À l’origine de la catastrophe, on trouve une terrible sécheresse provoquée par le phénomène climatique El Niño, en 2015. Dans certaines régions de Somalie, il n’a plus plu depuis deux à trois ans. L’aide humanitaire est alors absolument nécessaire pour venir au secours de populations qui ont parfois perdu l’intégralité de leurs troupeaux. Mais la sécheresse n’explique pas tout. L’autre cause, c’est évidemment le facteur humain : des conflits rendent certaines zones inaccessibles à toute intervention. S’ajoute à cela, par exemple au Soudan du Sud, l’absence totale d’État. L’ensemble de ces raisons expliquent pourquoi 20 millions de personnes, dont 1,4 million d’enfants, souffrent de malnutrition sévère... et risquent la mort si rien n’est fait !

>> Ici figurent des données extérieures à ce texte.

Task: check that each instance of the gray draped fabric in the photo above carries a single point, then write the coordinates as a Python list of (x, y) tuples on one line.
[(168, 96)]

Peut-on parler pour autant de « famine » ?
En réalité, sur le plan technique, on déclare une région en situation de famine à partir du moment où trois critères sont rencontrés : lorsque plus de 30 % des enfants de moins de cinq ans souffrent de malnutrition « aiguë sévère » ; lorsque, chaque jour, deux enfants de moins de cinq ans meurent par tranche de 10.000 habitants et, enfin, lorsque la disponibilité en eau est inférieure à quatre litres par jour et par personne et que la ration de nourriture journalière est inférieure à 2.100 calories. Dans la situation que nous connaissons, seules certaines poches de territoire sont en état de famine, principalement à cause des guerres. Les autres régions sont dites en état de « crise alimentaire aiguë », mais pourraient basculer si on ne leur vient pas urgemment en aide. Mais qu’importe ces terminologies, il y a, surtout un drame humain qui se joue...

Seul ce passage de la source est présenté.